The arrival of a new Ryan Murphy show can sometimes feel like a threat. Which version of the outrageously prolific showrunner are we going to get? Murphy, of course, is the visionary auteur behind camp classics like Nip/Tuck, the American Horror Story franchise, Pose, and—yes—Glee. All these are shows that, even if they ultimately overstayed their welcome, were singularly unique when they first arrived on American television screens and asserted the existence of a fresh creative mind. Then there’s the Murphy who, shall we say, phones it in. It’s this Murphy—lazy and overly reliant on aesthetics in place of any real substance—who we can thank for shows like The Politician, Hollywood, and All’s Fair, a show so profoundly bad that I was almost wishing for a world in which A.I. takes over, if only so that I need never wonder how a fellow human being could subject the rest of us to such drivel.

Thankfully, Murphy’s latest outing for FX, The Beauty, falls mostly in the former category. (His work for FX, typically home to decent-to-good TV, tends to be his strongest.) Across 11 episodes, the first three of which premiered today, the series follows a pathogen that, after escaping a laboratory, spreads via sexual infection, causing people to become outrageously good-looking.

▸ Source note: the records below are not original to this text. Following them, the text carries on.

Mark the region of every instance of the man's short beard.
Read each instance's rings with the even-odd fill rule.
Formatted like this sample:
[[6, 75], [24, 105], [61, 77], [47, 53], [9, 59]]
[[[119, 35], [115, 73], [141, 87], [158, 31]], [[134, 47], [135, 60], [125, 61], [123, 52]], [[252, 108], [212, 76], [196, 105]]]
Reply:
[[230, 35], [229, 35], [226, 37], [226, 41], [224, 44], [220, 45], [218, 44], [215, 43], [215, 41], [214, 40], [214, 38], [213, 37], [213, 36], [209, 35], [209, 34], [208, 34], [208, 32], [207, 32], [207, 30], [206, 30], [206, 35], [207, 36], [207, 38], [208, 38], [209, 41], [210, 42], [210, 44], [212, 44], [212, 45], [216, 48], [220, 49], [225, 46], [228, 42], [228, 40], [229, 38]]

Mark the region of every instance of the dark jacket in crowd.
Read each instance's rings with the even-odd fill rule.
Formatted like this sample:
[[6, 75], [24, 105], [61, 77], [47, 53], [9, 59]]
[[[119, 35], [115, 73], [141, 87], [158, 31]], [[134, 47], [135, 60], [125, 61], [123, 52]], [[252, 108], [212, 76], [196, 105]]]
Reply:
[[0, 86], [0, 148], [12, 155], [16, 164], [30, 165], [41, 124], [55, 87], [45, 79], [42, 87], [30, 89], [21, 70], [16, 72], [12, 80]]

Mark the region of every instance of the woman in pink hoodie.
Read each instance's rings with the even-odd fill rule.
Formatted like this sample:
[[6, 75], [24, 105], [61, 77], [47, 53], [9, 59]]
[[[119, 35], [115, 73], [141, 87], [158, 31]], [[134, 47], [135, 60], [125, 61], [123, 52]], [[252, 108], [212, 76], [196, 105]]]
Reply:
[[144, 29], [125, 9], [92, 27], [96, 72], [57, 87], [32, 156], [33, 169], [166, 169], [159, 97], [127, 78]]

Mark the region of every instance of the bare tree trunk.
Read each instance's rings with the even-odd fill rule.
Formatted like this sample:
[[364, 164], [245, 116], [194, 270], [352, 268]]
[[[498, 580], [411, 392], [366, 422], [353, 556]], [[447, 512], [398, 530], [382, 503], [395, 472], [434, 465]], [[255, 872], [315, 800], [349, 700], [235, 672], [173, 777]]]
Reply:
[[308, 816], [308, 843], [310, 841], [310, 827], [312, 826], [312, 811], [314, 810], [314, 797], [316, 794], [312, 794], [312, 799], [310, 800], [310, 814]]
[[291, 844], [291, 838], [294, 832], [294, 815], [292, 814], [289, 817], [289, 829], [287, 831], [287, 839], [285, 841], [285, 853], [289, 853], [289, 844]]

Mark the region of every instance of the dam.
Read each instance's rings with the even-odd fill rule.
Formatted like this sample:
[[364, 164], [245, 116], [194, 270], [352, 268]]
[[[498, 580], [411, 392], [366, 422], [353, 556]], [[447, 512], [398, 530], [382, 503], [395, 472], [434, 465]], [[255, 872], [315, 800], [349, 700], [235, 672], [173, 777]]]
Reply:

The only rather inconvenient downside appears to be that it also results in their eventual explosion—something guest star Bella Hadid discovers in the show’s opening scenes after she tears away from a Balenciaga catwalk show, goes on a bloody rampage through Paris, and finally turns into a human water balloon. It’s ridiculous, certainly, but it’s entertaining too. What other show is going to feature an assistant editor at Vogue throwing a pop star out the windows of the Condé Nast offices before spraying her guts all over Ben Platt? Sure, like many good-looking people, The Beauty thinks it’s smarter than it ultimately is, but against my better nature, I did find myself somewhat enjoying the show, with its big-budget, ritzy locations and gorgeous production design. This was thanks mainly to star Evan Peters, who evokes glimpses of his best work as a detective in HBO’s Mare of Easttown here to play Cooper Madsen, one of the FBI agents tasked with learning about this deadly virus. The show isn’t perfect, but, as Madsen tells colleague and lover Jordan Bennett (Rebecca Hall), “embracing imperfections can create something stronger and even more beautiful than before.”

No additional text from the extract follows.